Why Most Performance Monitoring Architectures Don’t Scale


SevOne's Nic Reid, Sr. Director of Product Design & Management, discusses the history and evolution of performance management. He further explains the detriments of having an outdated platform.



Hi everyone. I'm Nic Reid. I am the head of product management for SevOne, and today I'd like to talk a little bit about the history of network management. Particularly performance management, and the evolution, the steps that the various products have taken in order to get where we are today. Then also to talk a little bit about the risks to your business if you're still invested in some of the old architectures. Let's go back 20 years. 1995 or there abouts, it was a different time. Networks were much smaller, we were talking local area networks, generally. Ethernet was really the state of the art, there was early deployments of TCP IP in businesses. Generally, network management was a much simpler business, because internet was generally dial-up, the networks were disconnected, and there just weren't that many elements that needed a lot of management.

The systems that were created at that time, or that were in use in that time period that had been developed in the late 80's through to the mid 90's were generally stand alone systems. They were designed to run on a single box, so one box here. That box might have been a Windows box, an early Windows server, or it might have been some sort of Unix box, maybe a sun box or an HP box of some description. There would have been a database running on that box, probably something like Oracle, or Sybase, or possibly MS SQL. There would have been a little bit of basic software running on there which knew how to do some kind of collection statistics, and something on here that knew how to probably generate some reports. All of these systems that were deployed around about that time may not have even been web based, or the web was an after thought.
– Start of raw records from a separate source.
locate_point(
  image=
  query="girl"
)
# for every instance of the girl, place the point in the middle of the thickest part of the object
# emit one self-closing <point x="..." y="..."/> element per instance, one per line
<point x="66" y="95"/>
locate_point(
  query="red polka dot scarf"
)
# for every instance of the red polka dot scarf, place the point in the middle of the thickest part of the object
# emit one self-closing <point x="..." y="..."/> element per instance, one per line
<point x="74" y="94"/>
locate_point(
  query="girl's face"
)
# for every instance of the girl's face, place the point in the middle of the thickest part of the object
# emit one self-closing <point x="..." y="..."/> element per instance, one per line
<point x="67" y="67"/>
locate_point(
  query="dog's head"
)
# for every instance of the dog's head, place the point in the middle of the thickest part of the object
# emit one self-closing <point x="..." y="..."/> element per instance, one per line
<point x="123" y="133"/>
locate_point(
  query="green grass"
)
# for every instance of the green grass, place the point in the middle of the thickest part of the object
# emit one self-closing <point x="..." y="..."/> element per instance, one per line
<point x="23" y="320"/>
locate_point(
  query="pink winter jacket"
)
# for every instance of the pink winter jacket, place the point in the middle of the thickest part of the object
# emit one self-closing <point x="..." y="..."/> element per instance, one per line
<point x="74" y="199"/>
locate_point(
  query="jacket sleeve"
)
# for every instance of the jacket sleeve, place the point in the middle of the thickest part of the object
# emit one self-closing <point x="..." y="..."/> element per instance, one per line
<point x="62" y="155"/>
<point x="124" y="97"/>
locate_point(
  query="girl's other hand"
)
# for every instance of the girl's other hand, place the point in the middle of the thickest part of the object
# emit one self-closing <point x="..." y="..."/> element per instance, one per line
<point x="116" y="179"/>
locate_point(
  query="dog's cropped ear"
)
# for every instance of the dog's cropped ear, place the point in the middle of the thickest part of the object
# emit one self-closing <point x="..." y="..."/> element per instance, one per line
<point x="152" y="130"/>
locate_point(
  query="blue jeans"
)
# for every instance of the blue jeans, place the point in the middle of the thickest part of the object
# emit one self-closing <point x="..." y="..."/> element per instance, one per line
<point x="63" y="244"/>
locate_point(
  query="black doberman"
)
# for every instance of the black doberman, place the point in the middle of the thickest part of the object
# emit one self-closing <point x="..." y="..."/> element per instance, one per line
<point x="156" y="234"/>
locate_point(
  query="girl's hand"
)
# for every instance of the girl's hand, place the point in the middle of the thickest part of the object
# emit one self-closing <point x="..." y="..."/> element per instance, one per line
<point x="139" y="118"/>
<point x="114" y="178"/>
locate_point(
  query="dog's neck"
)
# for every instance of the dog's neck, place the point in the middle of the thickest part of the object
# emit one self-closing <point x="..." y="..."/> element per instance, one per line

That was not part of the core offering, maybe there was a little bit of a web reporting front end that was provided alongside the rest of the platform. It might have been client server, there might have been some Windows software that you connected into this platform to get some visibility into what was going on. The point is that there was generally one platform, and we did everything that we needed to do with that one platform. The sorts of devices that we were talking to, what might have been some fairly basic routers, some of the early Cisco routers, the IGS's and AGS's and these kinds of things. There might have been some hubs, or some early switches. There might have been some little work group servers or printers, but not very many. Tens of devices that we were monitoring, and you could do everything you needed to do with some basic SNMP, some SNMPv11, perhaps. For our tens of devices we could keep up with, it might have been 10 minutes or 5 minute polling, possibly.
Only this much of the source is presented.